The main reason it's happening is that, to improve performance and simplify deletion, RangeDict correspondences are linked in both directions (i.e. there's a mapping of values to keys in there along with the expected mapping of keys to values). So if multiple keys share the same value, they get grouped together into a single RangeSet which then becomes a single key.

The direct cause, then, is probably that the comparison internally is using == rather than is, which causes this to happen to set values in particular (though it would happen to int values either way, so that behavior is still wrong and needs to be fixed). The underlying cause, though, probably has to do with __setattribute__() not splitting a range if only part of it is assigned to a new value. I'll look into it.

So if multiple keys share the same value, they get grouped together into a single RangeSet which then becomes a single key.

I think this may be appropriate, it just leads to some unintuitive behavior. I almost wonder whether there needs to be an option to return copies of internally shared objects rather than the objects themselves, and perhaps this could be the default? Then someone seeking higher performance who understands the nuances could turn it off in RangeDict init?

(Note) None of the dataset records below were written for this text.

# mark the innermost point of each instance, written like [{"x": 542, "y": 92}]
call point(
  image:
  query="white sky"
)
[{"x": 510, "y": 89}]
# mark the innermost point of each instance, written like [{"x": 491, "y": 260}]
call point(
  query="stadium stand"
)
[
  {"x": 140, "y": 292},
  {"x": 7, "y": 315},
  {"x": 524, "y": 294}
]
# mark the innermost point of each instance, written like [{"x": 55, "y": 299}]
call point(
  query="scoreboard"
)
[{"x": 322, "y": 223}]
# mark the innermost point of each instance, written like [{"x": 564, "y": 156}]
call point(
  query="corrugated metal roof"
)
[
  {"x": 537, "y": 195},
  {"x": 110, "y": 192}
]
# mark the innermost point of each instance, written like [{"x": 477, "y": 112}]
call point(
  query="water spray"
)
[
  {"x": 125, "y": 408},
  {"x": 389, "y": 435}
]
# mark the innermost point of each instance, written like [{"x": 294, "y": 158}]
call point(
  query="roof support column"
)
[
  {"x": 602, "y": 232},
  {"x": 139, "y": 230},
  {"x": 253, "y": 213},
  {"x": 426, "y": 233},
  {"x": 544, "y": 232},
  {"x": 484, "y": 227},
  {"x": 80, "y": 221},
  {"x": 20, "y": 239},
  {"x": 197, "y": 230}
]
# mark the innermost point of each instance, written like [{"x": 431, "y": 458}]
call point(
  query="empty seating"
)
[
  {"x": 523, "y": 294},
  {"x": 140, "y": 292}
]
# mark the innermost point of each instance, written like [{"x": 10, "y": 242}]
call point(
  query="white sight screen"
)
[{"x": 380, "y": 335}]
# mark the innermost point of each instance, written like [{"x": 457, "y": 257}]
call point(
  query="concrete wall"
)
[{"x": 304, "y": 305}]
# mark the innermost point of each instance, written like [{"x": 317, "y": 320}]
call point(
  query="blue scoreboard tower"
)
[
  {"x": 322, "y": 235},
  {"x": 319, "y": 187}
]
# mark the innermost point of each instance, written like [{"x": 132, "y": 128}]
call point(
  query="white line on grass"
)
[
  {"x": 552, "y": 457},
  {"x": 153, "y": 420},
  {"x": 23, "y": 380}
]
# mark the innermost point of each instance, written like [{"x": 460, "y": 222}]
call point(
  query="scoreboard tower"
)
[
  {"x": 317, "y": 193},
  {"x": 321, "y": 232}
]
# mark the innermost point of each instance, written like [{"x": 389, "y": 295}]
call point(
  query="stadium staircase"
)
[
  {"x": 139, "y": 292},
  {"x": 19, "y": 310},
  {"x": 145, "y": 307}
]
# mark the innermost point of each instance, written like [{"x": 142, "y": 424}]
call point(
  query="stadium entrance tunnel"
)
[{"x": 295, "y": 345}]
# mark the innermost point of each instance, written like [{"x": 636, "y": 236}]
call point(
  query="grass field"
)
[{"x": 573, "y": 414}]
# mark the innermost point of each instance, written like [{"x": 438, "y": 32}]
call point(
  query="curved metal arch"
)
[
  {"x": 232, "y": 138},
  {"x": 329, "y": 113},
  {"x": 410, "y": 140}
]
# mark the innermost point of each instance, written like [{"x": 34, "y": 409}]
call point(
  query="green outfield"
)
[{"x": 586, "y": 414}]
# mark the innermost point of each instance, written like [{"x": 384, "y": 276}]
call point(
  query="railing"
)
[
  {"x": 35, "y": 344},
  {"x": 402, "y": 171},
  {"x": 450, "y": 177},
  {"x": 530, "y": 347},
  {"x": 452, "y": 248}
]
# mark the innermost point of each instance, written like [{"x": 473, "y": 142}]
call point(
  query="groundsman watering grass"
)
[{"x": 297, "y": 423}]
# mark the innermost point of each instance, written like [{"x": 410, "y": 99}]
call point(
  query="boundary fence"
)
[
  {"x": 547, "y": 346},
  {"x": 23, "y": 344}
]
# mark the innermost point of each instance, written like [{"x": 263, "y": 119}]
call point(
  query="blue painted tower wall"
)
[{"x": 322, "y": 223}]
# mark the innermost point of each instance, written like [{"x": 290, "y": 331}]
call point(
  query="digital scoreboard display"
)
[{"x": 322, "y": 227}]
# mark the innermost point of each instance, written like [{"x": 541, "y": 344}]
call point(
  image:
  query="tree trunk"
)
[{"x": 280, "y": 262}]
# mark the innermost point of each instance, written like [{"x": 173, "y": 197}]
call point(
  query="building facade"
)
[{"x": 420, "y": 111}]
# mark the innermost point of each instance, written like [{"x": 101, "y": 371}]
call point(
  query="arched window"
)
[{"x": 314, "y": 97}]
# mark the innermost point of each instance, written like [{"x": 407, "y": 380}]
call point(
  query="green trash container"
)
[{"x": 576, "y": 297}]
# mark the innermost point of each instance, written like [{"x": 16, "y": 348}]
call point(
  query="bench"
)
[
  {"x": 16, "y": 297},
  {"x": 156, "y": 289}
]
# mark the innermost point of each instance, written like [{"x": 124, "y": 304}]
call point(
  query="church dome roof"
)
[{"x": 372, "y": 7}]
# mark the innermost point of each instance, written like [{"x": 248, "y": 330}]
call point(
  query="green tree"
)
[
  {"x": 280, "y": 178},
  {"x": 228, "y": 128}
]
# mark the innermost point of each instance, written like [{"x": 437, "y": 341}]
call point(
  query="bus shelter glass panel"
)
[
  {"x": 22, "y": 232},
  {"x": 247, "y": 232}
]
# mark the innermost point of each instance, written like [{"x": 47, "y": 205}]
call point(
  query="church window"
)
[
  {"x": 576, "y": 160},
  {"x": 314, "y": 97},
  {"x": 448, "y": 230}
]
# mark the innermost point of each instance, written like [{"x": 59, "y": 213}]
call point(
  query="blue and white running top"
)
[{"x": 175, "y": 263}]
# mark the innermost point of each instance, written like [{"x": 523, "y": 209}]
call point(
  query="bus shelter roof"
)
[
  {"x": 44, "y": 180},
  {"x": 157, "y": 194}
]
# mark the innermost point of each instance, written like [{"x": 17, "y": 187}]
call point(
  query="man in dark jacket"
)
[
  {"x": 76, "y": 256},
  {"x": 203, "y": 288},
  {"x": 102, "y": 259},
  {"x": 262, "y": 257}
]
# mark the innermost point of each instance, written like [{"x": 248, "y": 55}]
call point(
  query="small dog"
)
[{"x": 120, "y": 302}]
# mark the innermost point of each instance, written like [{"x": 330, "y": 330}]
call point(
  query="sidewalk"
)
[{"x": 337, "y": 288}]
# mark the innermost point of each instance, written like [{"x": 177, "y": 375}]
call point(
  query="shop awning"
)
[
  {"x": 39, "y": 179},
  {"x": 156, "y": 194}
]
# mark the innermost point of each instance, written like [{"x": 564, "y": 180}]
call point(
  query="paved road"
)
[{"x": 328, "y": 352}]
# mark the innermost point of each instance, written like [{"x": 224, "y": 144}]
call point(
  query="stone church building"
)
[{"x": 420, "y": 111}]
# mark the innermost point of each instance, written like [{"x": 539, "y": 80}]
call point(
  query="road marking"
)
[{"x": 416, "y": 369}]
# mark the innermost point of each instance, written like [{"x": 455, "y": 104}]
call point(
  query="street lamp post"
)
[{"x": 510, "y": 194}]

EDIT: another idea would be to allow the user to decide in init whether to use "is" or "==" ... I would lean towards giving the user as many options as possible, and making sure the default ones yield the fewest functional surprises even if it slows things down

d=RangeDict()
d[Range(1,2)]={'a':set([1]),'b':set([2])}
d[Range(3,4)]={'a':set([1]),'b':set([2])}
print(d)
d[Range(2,3)]={'a':set([1]),'b':set([2])}
print(d)
{{[1, 2), [3, 4)}: {'a': {1}, 'b': {2}}}
{{[1, 4)}: {'a': {1}, 'b': {2}}}

To expand on the above, I would not want to lose the option of compression based on ==

Added an optional kwarg identity to the RangeDict constructor which can toggle this behavior on or off (using identity instead of equality to determine when two keys are pointing to the same value). This should resolve the issue.